In an environmental matrix, pristine nanomaterials transform and acquire a corona of biomolecules, such as proteins, which can sheild the identity of a nanoparticle. Understanding the composition of the corona can provide a better predictor for nanoparticle cellular uptake than bulk properties such as ζ-potential. While the orientation and conformation of bound proteins are thought to be strong indicators of cellular uptake, characterization of corona composition and display remains challenging. We have combined molecular dynamics simulations and mass spectrometry-based protein footprinting to characterize binding of the peripheral membrane protein Cyt c to anionic gold nanoparticles with amino-acid specificity (Figure 2; ACS Nano, 2019, 13, 6856-6866). Both approaches identified specific Cyt c binding sites that facilitated attachment to the nanoparticle surface. We continue to push the boundaries of understanding the relationship between the physicochemical properties of nanoparticles and corona molecules.

Silver-containing particles are widely used as antimicrobial agents and recent evidence indicates that bacteria rapidly become resistant to these nanoparticles. Much less studied is the chronic exposure of bacteria to particles that were not designed to interact with microorganisms. For example, previous work has demonstrated that the lithium intercalated battery cathode nanosheet, nickel manganese cobalt oxide (NMC), is cytotoxic and causes a significant delay in growth of Shewanella oneidensis MR-1 upon acute exposure. Upon chronic exposure, we found that S. oneidensis MR-1 rapidly adapts to NMC and is subsequently able to survive in much higher concentrations of these particles, providing the first evidence of permanent bacterial resistance following exposure to nanoparticles that were not intended as antibacterial agents (Chem. Sci. 2019, 10, 9768-9781).
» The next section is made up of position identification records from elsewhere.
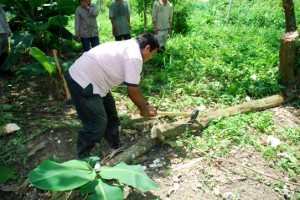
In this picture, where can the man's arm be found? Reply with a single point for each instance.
(154, 17)
(93, 10)
(137, 98)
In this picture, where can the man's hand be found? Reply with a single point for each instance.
(149, 112)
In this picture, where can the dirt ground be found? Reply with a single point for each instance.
(180, 174)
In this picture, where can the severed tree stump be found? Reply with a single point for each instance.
(287, 57)
(166, 131)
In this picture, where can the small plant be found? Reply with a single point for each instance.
(90, 178)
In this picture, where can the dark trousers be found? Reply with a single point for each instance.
(96, 114)
(88, 42)
(121, 37)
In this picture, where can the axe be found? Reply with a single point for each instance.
(194, 114)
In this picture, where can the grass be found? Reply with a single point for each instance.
(218, 63)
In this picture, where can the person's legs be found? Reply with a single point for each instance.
(91, 112)
(126, 36)
(4, 46)
(118, 38)
(85, 44)
(95, 41)
(113, 121)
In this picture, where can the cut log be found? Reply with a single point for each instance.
(163, 132)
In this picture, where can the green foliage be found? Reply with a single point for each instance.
(42, 22)
(6, 174)
(42, 58)
(59, 177)
(129, 175)
(90, 178)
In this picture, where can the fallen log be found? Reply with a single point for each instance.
(166, 131)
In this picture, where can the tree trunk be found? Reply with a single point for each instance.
(166, 131)
(287, 56)
(288, 49)
(145, 15)
(290, 18)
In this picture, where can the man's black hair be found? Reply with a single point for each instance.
(148, 39)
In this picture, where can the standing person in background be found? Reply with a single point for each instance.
(5, 32)
(120, 19)
(162, 16)
(86, 28)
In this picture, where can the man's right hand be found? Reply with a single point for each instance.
(149, 112)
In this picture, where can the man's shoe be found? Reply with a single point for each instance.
(112, 136)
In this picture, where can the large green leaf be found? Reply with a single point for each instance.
(21, 41)
(60, 177)
(42, 58)
(36, 3)
(102, 191)
(133, 175)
We also found that when NMC-adapted bacteria were subjected to only the metal ions released from this material, their specific growth rates were higher than when exposed to the nanoparticle. As such, were the first to demonstrate bacterial resistance to complex metal oxide nanoparticles with an adaptation mechanism that cannot be fully explained by multi-metal adaptation. Moving forward, we are working to develop a molecular-level understanding of the adaptation process, as well as to evaluate the importance of the genes we found to be mutated in the resistant strain. We will do this through the use of multiple -omics techniques (Figure 3), including activity-based protein profiling, as well as microscopy, biochemistry, cell biology, and genetics to piece together all of the biochemical changes required for bacteria to survive prolonged exposure to toxic nanomaterials.  
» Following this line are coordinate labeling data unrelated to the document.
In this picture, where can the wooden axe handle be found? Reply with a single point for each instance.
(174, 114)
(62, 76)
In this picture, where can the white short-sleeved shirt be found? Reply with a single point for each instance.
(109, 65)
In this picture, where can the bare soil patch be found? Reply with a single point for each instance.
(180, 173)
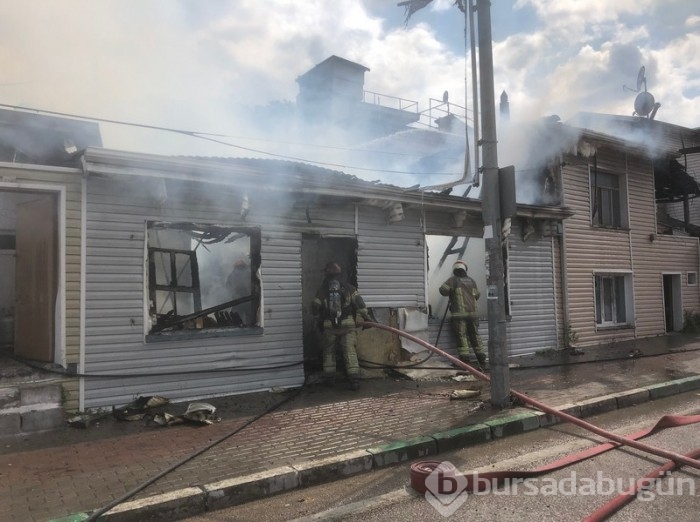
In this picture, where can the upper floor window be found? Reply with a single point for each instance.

This work is performed as part of a unique collaborative group, the Center for Sustainable Nanotechnology, which is funded as a Center for Chemical Innovation by the NSF. This multi-investigator project provides the opportunity to collaborate with institutions across the country.
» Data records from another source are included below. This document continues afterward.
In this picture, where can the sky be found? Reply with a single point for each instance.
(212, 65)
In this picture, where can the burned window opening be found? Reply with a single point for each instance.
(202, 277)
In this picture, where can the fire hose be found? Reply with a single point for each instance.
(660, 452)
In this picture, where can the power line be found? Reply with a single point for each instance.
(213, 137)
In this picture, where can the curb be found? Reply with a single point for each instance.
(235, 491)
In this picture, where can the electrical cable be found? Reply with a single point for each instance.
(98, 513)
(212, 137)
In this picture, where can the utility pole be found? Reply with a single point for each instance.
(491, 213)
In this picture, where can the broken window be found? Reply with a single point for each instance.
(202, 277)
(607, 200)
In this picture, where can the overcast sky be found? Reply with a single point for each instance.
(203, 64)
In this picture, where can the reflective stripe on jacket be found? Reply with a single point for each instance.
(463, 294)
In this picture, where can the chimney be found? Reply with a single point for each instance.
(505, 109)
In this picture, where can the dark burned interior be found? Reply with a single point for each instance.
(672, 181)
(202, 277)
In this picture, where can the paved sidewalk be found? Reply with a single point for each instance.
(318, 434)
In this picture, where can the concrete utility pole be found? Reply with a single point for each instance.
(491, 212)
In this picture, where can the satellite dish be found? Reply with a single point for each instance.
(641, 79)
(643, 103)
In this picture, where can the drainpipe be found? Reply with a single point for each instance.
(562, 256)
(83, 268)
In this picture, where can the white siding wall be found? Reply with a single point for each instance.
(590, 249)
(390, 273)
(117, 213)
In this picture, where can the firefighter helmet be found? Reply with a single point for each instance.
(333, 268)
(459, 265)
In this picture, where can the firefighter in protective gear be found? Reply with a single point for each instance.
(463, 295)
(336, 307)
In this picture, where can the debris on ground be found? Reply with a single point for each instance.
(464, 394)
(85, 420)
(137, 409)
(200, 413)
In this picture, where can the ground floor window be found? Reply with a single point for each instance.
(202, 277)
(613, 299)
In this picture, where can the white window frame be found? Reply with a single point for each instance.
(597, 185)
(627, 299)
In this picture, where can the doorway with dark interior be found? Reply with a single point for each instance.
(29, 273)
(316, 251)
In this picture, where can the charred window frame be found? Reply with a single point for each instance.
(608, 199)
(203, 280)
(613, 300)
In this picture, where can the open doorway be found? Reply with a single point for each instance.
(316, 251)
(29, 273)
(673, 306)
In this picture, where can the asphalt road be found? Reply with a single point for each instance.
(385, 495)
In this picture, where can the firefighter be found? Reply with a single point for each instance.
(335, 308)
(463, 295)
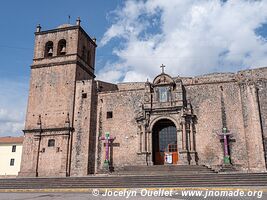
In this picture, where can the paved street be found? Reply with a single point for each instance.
(90, 196)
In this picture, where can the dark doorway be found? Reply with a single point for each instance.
(164, 141)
What types of methods will you learn/use on this project?

Mass spectrometry-based proteomics and metabolomics, transcriptomics, nanomaterial characterization, microscopy, microbiology, and biochemistry.

NP interactions

Figure 1. We are utilizing a suite of chemical tools to explore the molecular-level relationship between nanoparticles and biological systems, ranging from single proteins to whole microbes.

footprinting

Figure 2. Selective lysine modification is utilized to differentiate between the face(s) of the protein that are associated with the particle and those that are free in solution. 

bacterial central dogma

Figure 3. To map the biochemical pathways required for nanoparticle resistance, we will combine transcriptome, proteome, and metabolome analysis, as well as other sophisticated characterization methods to explore the influence of metals, reactive oxygen species, and cell envelope damage on the microbial stress response.